Irgendwo in Kastilien. Tagsüber war das Thermometer wieder über 30 Grad geklettert, aber nach Sonnenuntergang, auf dem Weg zur Tapas-Bar im Dorfzentrum, zog der Wind so giftig kalt durch die Calle Mayor, dass ich mir einen Pullover überziehen musste. «Sehr gut», sagte Pablo, der Winzer, und quittierte meinen ratlosen Blick mit den Worten: «Nur dort, wo du zur Erntezeit tagsüber schwitzt und nach Sonnenuntergang frierst, entstehen grosse Weine.» Nun: Gemäss dieser Definition zählen fast alle Weinbaugebiete, die auf der kastilischen Hochebene nördlich von Madrid, zwischen 600 und 1000 Meter über Meer gelegen, zu den grossen Terroirs in Spanien.

Brauchen wir die USA, um endlose landschaftliche Weite weitgehendst ohne menschliche Spuren zu erleben? Nein, auch in der Meseta, der kargen spanischen Hochebene, wandert der Blick so weit übers leere Land, dass jeder Reisende für sich die philosophische Frage beantworten muss, ob diese Leere nun befreiend oder beklemmend auf ihn wirkt… Kastilien gilt als Wiege der spanischen Kultur, hier wird das klarste Spanisch gesprochen, die «Castellanos» formen ihre Worte so exakt wie ein Steinmetz den Stein.
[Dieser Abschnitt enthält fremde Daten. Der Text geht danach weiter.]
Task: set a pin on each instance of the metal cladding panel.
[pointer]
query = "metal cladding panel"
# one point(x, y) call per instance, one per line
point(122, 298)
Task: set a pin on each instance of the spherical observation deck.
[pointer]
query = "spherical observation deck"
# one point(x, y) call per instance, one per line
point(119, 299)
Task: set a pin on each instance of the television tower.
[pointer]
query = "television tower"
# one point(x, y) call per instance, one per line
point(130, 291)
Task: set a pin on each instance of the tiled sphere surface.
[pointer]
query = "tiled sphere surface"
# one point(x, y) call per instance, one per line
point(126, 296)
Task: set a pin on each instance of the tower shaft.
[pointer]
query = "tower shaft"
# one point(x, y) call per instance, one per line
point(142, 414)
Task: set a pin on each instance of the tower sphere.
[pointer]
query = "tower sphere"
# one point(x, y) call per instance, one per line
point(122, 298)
Doch weinmässig war die Region bis vor 50 Jahren ein riesiger weisser Fleck. Einzig das schon in den 1970er Jahren weltweit renommierte Gut Vega Sicilia deutete an, dass der Tinta del País (auch Tinto Fino oder Tinta de Toro genannt), der hier heimische Klon des Tempranillos, mindestens ebenso gehaltvolle, sicher aber konzentriertere Weine ergeben kann als in der Rioja. Zwar geht der Weinbau in Kastilien bis ins Mittelalter zurück, und der Schatz an «viñas viejas», den alten, bis zu 100-jährigen Buschreben, ist bis heute riesig. Doch über Jahrhunderte hinweg tranken die Bauerfamilien ihren Wein selber oder lieferten ihn an die Tapas-Bars und Tavernas in der Umgebung. So nahm ausserhalb ihrer Region lange Zeit kaum jemand von diesen Weinen Notiz.
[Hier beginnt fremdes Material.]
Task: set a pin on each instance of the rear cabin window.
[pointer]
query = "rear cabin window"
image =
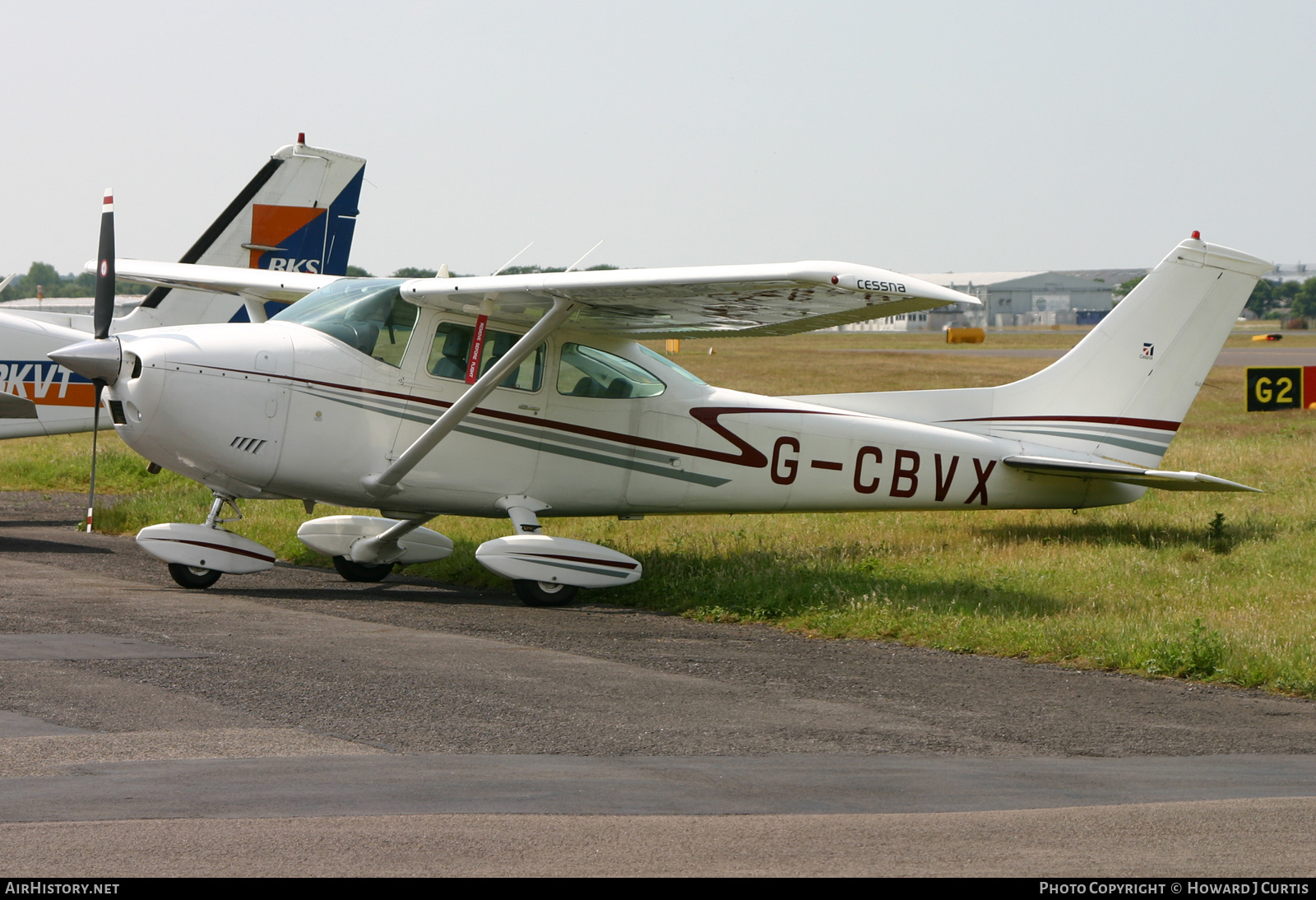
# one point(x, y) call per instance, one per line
point(591, 373)
point(451, 355)
point(366, 313)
Angesichts der unendlichen Fülle an Raum ist es erstaunlich, wie nah die Menschen hier beisammenwohnen. Wer übers Land fährt und abends ein Dorf am Horizont ausmacht, mit einer immer überproportional grossen Kirche, um die sich die Häuser schmiegen, fühlt sich an das Bild einer Schafherde auf einem weiten Feld erinnert, in der sich die Tiere zusammenscharen, um möglichen Gefahren besser trotzen zu können. Und tatsächlich: Auch die Menschen stehen hier abends eng beisammen, freilich nicht draussen, sondern in ihrer Tapas-Bar, wo ein frischfruchtiger roter Joven oder Roble für gute Stimmung sorgt. Und mit grosser Wahrscheinlichkeit liegt um die Ecke auch noch ein Asador, ein Gasthaus mit Backsteinofen, in dem das «Cordero lechal», das Milchlamm, bei 220 Grad sanft auf einer Eichenholzglut gegart wird. Der Asador, das Lamm und ein füllig-reifer Reserva aus Ribera del Duero oder Toro – das ist seit Generationen die heilige Dreifaltigkeit des Savoir-vivre in Kastilien.
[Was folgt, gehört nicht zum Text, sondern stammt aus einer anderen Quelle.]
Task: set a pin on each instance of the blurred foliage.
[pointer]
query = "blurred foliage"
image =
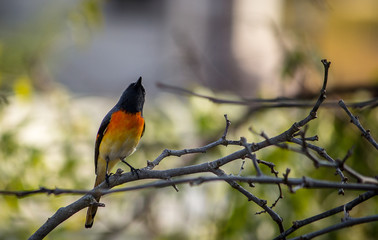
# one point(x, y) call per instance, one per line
point(47, 139)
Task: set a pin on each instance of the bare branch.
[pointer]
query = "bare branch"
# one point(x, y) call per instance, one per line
point(355, 121)
point(348, 206)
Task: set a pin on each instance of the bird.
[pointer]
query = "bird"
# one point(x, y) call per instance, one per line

Die Neuzeit des Weins begann mit der Schaffung der Ursprungsbezeichnungen für Weissweine aus dem Rueda (1980) sowie den roten Crus aus Ribera del Duero (1982) und Toro (1986). Spätestens nach 1990 eroberten die knackig-frischfruchtigen Verdejos aus dem Rueda und die Tempranillos mit vollreifer Beerenfrucht, einer geballten Ladung Eichenholzwürze, fleischiger Fülle und maskulinem Gerbstoff die Welt. Heute zeigt das Weinwunder in Kastilien und León immer feinere Konturen. Der rote Tempranillo-Einheitstyp ist nur mehr eine von vielen Facetten. Selektionen von alten Reben verblüffen mit individuellem Ausdruck und Charakter. Und mit Einzellagen-Abfüllungen entsteht langsam aber sicher ein Cru-Denken nach burgundischem Vorbild. Wiederentdeckte alte Weinbaugebiete wie die Sierra de Salamanca beweisen, dass in Kastilien noch längst nicht alle Weinschätze gehoben sind.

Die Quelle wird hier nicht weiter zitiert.